La mort de Georges Bizet interroge autant qu’elle fascine. Il faut dire que les publications à ce sujet sont légion – articles universitaires, biographies, nouvelle, thèse de médecine – et qu’en dépit d’une documentation de plus en plus enrichie, certaines idées reçues quant aux circonstances de son décès pullulent encore sur le web.  Pour ne pas perdre le fil, accordons nos violons et tentons de tirer au clair ce qui a bien pu arriver au compositeur de Carmen.
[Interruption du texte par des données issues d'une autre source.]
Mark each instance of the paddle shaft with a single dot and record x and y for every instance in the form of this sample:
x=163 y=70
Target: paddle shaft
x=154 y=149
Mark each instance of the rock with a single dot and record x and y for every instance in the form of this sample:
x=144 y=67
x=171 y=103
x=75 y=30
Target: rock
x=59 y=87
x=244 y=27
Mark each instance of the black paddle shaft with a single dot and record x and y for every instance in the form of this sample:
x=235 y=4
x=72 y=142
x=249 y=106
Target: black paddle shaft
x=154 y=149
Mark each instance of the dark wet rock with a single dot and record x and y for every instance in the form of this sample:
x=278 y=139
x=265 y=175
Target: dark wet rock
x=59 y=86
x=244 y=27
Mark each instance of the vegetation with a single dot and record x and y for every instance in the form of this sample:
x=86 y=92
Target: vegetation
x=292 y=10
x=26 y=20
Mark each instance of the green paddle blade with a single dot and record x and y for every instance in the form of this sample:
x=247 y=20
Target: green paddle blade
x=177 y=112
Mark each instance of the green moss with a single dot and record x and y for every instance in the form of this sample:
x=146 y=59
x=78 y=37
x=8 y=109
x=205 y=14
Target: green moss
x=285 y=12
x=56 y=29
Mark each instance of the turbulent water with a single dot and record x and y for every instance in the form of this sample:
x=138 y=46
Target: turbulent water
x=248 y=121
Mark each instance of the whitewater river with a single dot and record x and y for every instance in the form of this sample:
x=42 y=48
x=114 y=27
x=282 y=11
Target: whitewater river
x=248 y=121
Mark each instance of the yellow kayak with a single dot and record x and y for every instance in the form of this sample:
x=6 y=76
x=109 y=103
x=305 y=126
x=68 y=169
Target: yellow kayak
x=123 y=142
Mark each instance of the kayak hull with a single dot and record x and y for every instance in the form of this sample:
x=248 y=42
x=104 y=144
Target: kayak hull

Rappelons d’abord les faits : Georges Bizet, en résidence à Bougival, situé dans les Yvelines, meurt dans la nuit du 2 au 3 juin 1875 d’un arrêt cardiaque. Il avait alors 36 ans et venait d’essuyer, quelques mois plus tôt, un semi-échec avec la création de Carmen à l’Opéra-Comique, l’histoire et les motivations des personnages ayant été jugées beaucoup trop immorales.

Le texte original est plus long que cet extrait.